Uji coba rasa Bubor Pedas Instan Serbuk Limau Calong oleh Tim Riset Poltesa di lingkungan Kampus, Selasa (14/10/2025).

Uji coba rasa Bubor Pedas Instan Serbuk Limau Calong oleh Tim Riset Poltesa di lingkungan Kampus, Selasa (14/10/2025).

Sambas Times. Tim Riset Politeknik Negeri Sambas (Poltesa) melakukan uji publik rasa Bubbor Paddas Instan dengan Inovasi Serbuk Limau Calong dilingkungan kampus, Selasa (14/10/2025).

Andi Maryam ketua tim riset menjelaskan, uji publik Bubbor Paddas Serbuk Limau Calong merupakan rangkaian riset program Hilirisasi – Uji Prototipe Kementerian Pendidikan Tinggi, Sains dan Teknologi (Kemendikbudristek) .

Uji publik rasa Bubbor Paddas Instan, dengan inovasi Serbuk Limau Calong oleh tim riset Poltesa. Dihadiri Direktur Poltesa Yuliansyah para dosen, staf Poltesa, mahasiswa, serta undangan umum.

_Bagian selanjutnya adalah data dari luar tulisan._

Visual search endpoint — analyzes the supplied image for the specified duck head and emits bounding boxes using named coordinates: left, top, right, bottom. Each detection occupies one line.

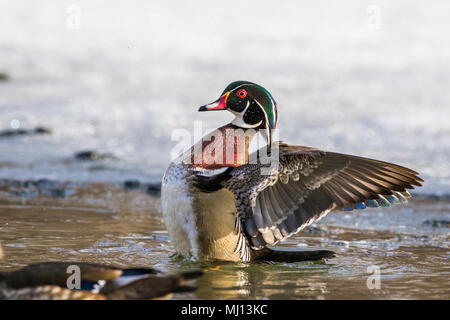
left=198, top=81, right=277, bottom=147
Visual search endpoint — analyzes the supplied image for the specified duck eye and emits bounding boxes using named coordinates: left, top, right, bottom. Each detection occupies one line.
left=236, top=89, right=247, bottom=99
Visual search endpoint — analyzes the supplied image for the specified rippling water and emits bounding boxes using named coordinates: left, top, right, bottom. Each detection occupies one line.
left=0, top=0, right=450, bottom=299
left=0, top=185, right=450, bottom=299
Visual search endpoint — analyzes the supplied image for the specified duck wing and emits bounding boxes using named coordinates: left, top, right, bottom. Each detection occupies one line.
left=200, top=142, right=423, bottom=260
left=0, top=262, right=201, bottom=300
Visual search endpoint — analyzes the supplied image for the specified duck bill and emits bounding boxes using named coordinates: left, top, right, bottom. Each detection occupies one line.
left=198, top=92, right=230, bottom=111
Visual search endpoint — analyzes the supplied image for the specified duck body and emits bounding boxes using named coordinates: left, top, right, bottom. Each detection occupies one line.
left=0, top=262, right=202, bottom=300
left=161, top=126, right=248, bottom=261
left=161, top=81, right=423, bottom=262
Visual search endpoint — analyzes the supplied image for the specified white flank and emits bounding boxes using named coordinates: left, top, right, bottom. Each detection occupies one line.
left=161, top=177, right=199, bottom=258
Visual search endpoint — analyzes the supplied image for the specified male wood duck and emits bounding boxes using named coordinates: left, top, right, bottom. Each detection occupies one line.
left=0, top=262, right=202, bottom=300
left=161, top=81, right=423, bottom=262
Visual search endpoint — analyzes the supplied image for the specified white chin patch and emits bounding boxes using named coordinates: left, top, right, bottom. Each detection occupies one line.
left=195, top=167, right=229, bottom=177
left=231, top=114, right=262, bottom=129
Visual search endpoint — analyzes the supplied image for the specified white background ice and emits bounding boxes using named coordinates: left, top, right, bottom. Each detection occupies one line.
left=0, top=0, right=450, bottom=193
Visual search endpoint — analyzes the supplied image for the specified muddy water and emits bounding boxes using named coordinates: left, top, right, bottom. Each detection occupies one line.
left=0, top=185, right=450, bottom=299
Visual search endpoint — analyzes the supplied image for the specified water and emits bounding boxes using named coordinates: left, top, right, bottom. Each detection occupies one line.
left=0, top=0, right=450, bottom=298
left=0, top=184, right=450, bottom=299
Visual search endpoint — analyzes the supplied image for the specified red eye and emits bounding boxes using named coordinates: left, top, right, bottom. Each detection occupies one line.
left=236, top=89, right=247, bottom=98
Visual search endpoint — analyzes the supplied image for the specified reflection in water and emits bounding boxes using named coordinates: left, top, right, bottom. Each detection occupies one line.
left=0, top=185, right=450, bottom=299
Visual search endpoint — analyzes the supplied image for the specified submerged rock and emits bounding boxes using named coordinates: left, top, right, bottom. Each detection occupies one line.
left=0, top=127, right=52, bottom=138
left=74, top=150, right=117, bottom=161
left=123, top=180, right=141, bottom=191
left=0, top=72, right=9, bottom=81
left=422, top=220, right=450, bottom=228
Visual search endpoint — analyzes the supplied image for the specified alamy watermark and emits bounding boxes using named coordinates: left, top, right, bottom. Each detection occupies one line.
left=366, top=265, right=381, bottom=290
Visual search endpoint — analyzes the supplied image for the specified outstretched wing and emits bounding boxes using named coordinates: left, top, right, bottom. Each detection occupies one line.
left=224, top=142, right=423, bottom=253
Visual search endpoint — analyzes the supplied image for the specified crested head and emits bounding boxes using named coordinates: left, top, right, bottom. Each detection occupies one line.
left=199, top=81, right=277, bottom=148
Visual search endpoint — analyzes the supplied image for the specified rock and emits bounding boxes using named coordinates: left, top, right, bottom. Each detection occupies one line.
left=123, top=180, right=141, bottom=191
left=74, top=150, right=117, bottom=161
left=422, top=220, right=450, bottom=228
left=0, top=127, right=52, bottom=138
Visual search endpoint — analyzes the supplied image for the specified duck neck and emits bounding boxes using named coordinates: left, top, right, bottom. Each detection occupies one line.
left=191, top=123, right=258, bottom=170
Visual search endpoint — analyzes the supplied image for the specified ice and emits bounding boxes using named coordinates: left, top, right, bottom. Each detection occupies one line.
left=0, top=0, right=450, bottom=194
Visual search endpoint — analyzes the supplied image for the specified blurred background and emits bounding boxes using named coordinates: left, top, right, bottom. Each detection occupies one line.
left=0, top=0, right=450, bottom=194
left=0, top=0, right=450, bottom=299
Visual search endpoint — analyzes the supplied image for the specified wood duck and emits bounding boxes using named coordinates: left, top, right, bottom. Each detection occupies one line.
left=0, top=262, right=202, bottom=300
left=161, top=81, right=423, bottom=262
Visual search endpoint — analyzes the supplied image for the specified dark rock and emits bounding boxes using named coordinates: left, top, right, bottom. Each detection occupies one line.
left=34, top=127, right=52, bottom=134
left=75, top=150, right=117, bottom=161
left=423, top=220, right=450, bottom=228
left=0, top=127, right=52, bottom=138
left=123, top=180, right=141, bottom=191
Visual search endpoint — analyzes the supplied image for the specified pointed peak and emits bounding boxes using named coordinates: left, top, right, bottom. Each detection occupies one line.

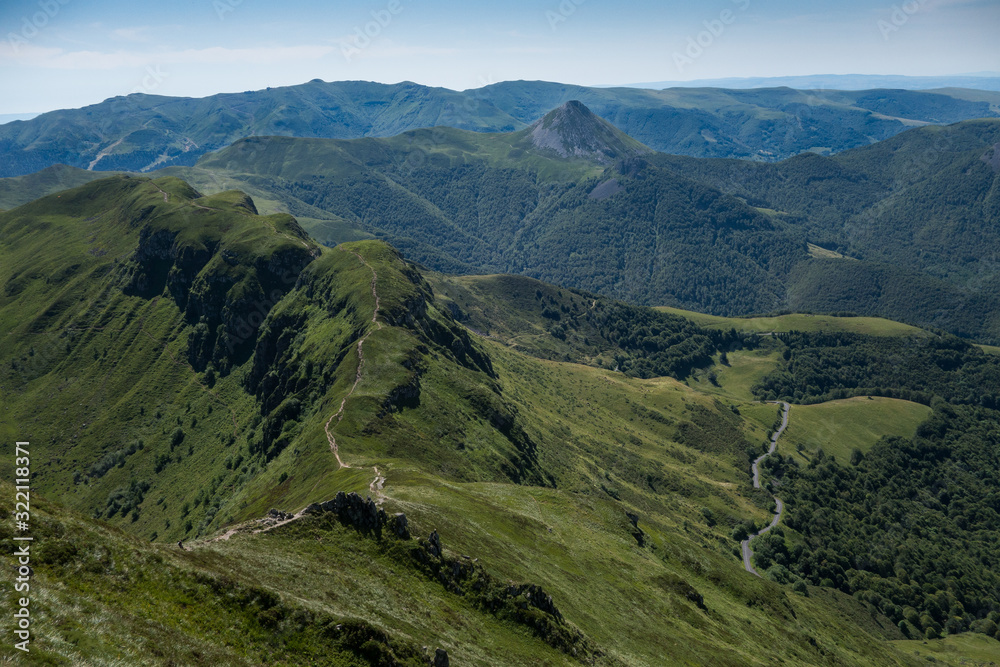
left=522, top=100, right=653, bottom=164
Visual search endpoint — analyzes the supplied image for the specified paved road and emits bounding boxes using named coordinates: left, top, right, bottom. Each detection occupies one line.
left=740, top=402, right=792, bottom=577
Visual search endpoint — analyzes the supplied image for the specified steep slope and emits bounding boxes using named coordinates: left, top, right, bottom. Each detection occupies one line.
left=0, top=177, right=976, bottom=665
left=0, top=79, right=1000, bottom=176
left=512, top=100, right=653, bottom=164
left=164, top=104, right=807, bottom=314
left=658, top=120, right=1000, bottom=341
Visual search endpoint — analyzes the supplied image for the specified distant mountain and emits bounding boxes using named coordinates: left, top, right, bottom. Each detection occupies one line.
left=0, top=164, right=108, bottom=210
left=9, top=171, right=1000, bottom=667
left=620, top=72, right=1000, bottom=91
left=0, top=113, right=41, bottom=125
left=0, top=103, right=1000, bottom=342
left=150, top=105, right=1000, bottom=341
left=0, top=80, right=1000, bottom=176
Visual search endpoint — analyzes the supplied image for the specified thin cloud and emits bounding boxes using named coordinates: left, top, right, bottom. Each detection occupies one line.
left=111, top=25, right=149, bottom=42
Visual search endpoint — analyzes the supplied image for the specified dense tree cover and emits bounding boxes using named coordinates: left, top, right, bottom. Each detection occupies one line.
left=656, top=120, right=1000, bottom=342
left=587, top=303, right=742, bottom=379
left=0, top=80, right=1000, bottom=176
left=788, top=259, right=1000, bottom=343
left=754, top=332, right=1000, bottom=408
left=754, top=402, right=1000, bottom=639
left=260, top=152, right=806, bottom=315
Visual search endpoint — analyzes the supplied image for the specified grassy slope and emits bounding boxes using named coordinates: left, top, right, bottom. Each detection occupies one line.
left=893, top=633, right=1000, bottom=667
left=657, top=307, right=921, bottom=336
left=0, top=164, right=108, bottom=210
left=780, top=396, right=931, bottom=463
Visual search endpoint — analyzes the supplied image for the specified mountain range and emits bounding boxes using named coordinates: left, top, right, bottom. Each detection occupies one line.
left=0, top=82, right=1000, bottom=667
left=0, top=79, right=1000, bottom=176
left=0, top=171, right=1000, bottom=665
left=0, top=102, right=1000, bottom=342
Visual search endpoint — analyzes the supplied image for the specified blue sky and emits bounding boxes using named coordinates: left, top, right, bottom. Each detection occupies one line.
left=0, top=0, right=1000, bottom=114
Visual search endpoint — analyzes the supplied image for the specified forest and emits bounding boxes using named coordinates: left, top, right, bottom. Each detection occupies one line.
left=754, top=400, right=1000, bottom=639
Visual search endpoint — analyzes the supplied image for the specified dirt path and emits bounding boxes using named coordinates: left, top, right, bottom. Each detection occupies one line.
left=740, top=402, right=792, bottom=577
left=205, top=248, right=386, bottom=543
left=323, top=248, right=382, bottom=470
left=87, top=139, right=125, bottom=171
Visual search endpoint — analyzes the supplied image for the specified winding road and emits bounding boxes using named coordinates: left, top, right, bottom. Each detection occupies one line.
left=740, top=401, right=792, bottom=577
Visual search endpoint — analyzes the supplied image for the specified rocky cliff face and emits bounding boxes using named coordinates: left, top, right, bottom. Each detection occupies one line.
left=122, top=211, right=318, bottom=373
left=523, top=101, right=653, bottom=164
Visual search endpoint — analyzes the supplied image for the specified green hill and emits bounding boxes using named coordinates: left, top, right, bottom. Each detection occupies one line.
left=0, top=79, right=1000, bottom=176
left=160, top=100, right=807, bottom=314
left=7, top=110, right=1000, bottom=343
left=11, top=177, right=995, bottom=665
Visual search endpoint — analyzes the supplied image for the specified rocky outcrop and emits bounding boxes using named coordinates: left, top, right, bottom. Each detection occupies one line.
left=523, top=100, right=653, bottom=164
left=121, top=215, right=318, bottom=374
left=411, top=530, right=602, bottom=662
left=305, top=491, right=388, bottom=539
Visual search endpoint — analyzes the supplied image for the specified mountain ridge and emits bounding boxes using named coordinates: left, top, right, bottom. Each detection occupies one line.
left=0, top=80, right=1000, bottom=176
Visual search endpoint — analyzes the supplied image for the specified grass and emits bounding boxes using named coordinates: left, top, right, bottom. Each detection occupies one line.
left=688, top=350, right=780, bottom=401
left=778, top=396, right=931, bottom=463
left=892, top=633, right=1000, bottom=667
left=657, top=306, right=926, bottom=336
left=0, top=179, right=968, bottom=665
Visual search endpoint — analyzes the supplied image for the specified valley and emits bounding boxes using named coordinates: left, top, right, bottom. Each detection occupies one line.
left=0, top=66, right=1000, bottom=667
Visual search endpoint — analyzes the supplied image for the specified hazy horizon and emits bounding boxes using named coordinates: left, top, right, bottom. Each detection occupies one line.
left=0, top=0, right=1000, bottom=114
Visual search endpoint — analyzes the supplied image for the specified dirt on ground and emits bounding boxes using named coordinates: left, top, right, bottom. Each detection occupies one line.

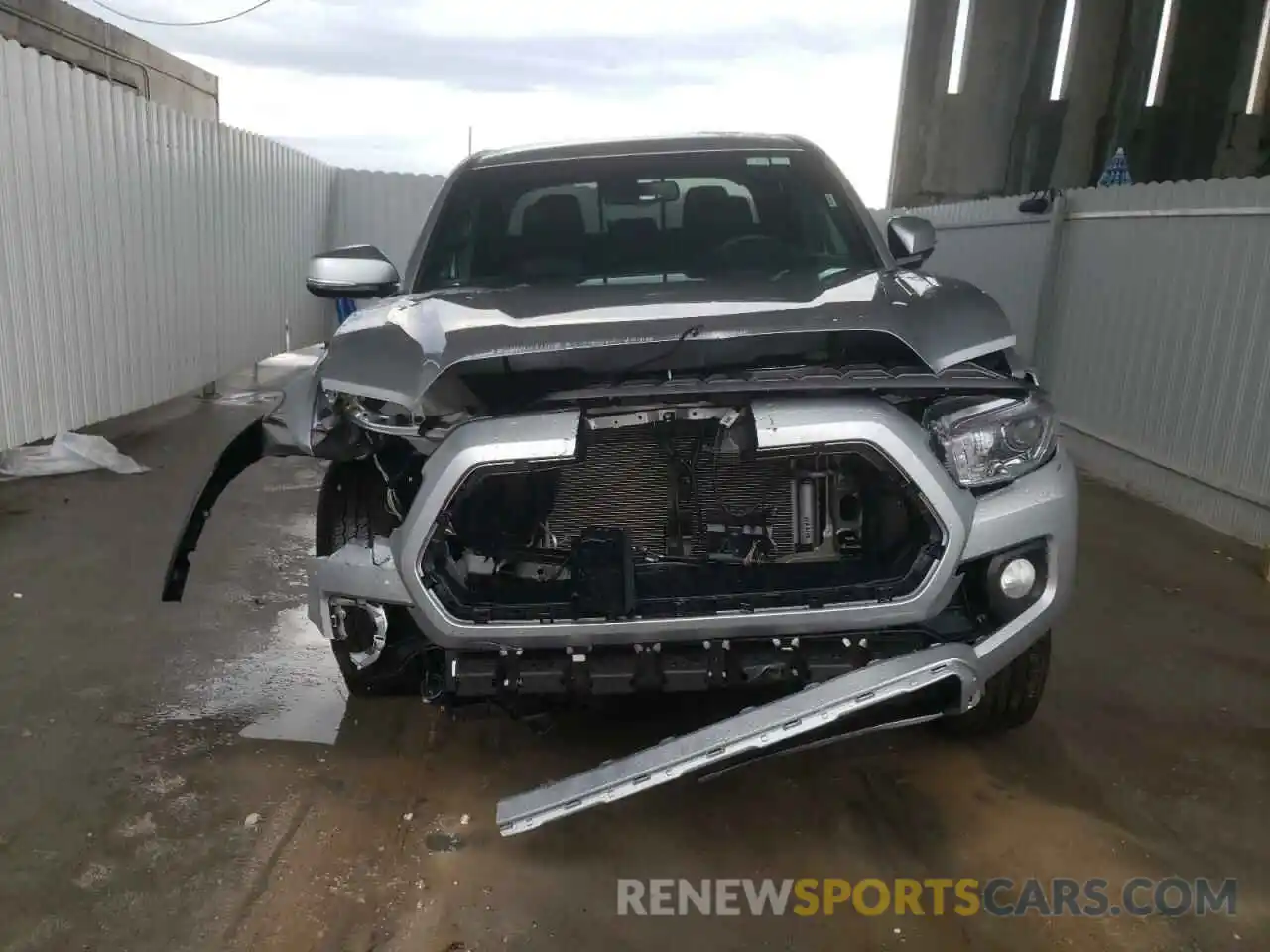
left=0, top=391, right=1270, bottom=952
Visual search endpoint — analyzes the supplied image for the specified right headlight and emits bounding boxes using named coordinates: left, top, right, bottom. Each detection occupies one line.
left=926, top=394, right=1057, bottom=489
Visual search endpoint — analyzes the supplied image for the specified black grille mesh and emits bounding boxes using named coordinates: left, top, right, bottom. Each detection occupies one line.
left=550, top=426, right=794, bottom=554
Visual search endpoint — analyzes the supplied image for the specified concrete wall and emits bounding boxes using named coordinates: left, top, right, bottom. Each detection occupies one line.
left=0, top=0, right=219, bottom=122
left=890, top=0, right=1270, bottom=207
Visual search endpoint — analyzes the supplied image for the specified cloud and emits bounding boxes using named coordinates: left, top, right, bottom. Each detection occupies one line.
left=66, top=0, right=907, bottom=204
left=76, top=0, right=904, bottom=94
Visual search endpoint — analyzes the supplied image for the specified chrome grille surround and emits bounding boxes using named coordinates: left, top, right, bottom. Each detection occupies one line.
left=391, top=398, right=975, bottom=647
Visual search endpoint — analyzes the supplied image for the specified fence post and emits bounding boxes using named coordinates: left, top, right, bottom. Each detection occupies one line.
left=1031, top=191, right=1067, bottom=387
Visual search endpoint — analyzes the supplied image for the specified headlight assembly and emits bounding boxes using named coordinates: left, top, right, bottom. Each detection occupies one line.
left=926, top=394, right=1057, bottom=489
left=343, top=394, right=419, bottom=436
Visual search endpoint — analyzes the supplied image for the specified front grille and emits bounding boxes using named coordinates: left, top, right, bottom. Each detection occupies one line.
left=550, top=427, right=794, bottom=554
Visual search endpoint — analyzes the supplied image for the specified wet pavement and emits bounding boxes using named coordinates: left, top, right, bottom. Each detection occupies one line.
left=0, top=391, right=1270, bottom=952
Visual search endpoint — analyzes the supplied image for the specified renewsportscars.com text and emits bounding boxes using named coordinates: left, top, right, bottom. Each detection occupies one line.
left=617, top=876, right=1238, bottom=917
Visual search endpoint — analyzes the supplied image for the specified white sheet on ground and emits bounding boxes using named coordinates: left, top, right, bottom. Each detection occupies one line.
left=0, top=432, right=150, bottom=480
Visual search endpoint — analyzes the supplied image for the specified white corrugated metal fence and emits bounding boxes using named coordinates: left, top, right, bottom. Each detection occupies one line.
left=881, top=178, right=1270, bottom=544
left=0, top=41, right=441, bottom=449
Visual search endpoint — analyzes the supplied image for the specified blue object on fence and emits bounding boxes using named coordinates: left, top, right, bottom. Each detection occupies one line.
left=1098, top=149, right=1133, bottom=187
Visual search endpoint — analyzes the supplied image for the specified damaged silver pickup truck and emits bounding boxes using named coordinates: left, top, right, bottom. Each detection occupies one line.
left=156, top=135, right=1076, bottom=834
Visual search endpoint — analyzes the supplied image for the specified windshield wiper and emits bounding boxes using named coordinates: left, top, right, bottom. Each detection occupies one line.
left=607, top=323, right=706, bottom=387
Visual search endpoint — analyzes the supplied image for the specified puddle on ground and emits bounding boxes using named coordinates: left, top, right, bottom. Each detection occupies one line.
left=153, top=606, right=348, bottom=744
left=423, top=831, right=463, bottom=853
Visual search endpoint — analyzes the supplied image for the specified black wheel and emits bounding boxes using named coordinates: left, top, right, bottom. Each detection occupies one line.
left=939, top=632, right=1049, bottom=736
left=317, top=459, right=422, bottom=697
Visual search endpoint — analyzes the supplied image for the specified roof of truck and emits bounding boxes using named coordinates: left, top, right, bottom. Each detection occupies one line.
left=468, top=132, right=807, bottom=169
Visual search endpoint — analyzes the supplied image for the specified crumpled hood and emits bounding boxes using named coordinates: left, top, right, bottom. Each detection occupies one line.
left=318, top=271, right=1015, bottom=413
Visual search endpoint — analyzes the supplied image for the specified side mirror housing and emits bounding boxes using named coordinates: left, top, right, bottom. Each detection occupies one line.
left=305, top=245, right=401, bottom=298
left=886, top=214, right=935, bottom=268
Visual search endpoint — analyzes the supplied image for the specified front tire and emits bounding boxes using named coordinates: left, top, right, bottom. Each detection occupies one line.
left=317, top=459, right=422, bottom=697
left=939, top=631, right=1051, bottom=736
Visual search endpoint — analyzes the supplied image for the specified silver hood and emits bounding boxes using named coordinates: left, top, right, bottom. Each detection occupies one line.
left=318, top=271, right=1015, bottom=414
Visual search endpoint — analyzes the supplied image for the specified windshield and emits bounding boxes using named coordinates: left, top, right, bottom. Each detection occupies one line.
left=414, top=151, right=879, bottom=292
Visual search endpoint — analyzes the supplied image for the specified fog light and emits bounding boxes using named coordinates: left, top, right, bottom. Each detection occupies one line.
left=999, top=558, right=1036, bottom=598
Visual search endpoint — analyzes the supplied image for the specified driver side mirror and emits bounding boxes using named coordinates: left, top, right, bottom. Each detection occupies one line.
left=886, top=214, right=935, bottom=268
left=305, top=245, right=401, bottom=299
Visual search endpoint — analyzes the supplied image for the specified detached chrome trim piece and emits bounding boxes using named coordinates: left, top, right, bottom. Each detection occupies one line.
left=393, top=398, right=975, bottom=648
left=498, top=645, right=981, bottom=837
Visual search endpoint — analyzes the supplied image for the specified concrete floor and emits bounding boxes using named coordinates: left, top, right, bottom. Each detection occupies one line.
left=0, top=383, right=1270, bottom=952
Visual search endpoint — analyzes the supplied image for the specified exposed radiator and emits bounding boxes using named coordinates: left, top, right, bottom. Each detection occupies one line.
left=549, top=426, right=794, bottom=554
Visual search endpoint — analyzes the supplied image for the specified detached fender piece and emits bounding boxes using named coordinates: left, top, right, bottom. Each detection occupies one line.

Andi Maryam menjelaskan, uji publik tim riset inovasi Poltesa, melibatkan dosen dan mahasiswa Program Studi Agroindustri Pangan. Untuk menguji rasa baru Bubbor Paddas Instan dengan inovasi Serbuk Limau Calong.

“Dari uji publik ini, kami berharap masuk-masukkan dari konsumen, baik dari segi rasa, aroma, tekstur. Serta masukkan-masukkan lain dari kemasannya Bubbor Paddas Instan,” kata Andi Maryam.

Selain tanggapan, jelas Andi Maryam, untuk Kabupaten Sambas, masyarakat luas sudah mengenal, bahwa bubbor paddas instan dari Politeknik Negeri Sambas merupakan produk unggulan Kabupaten Sambas.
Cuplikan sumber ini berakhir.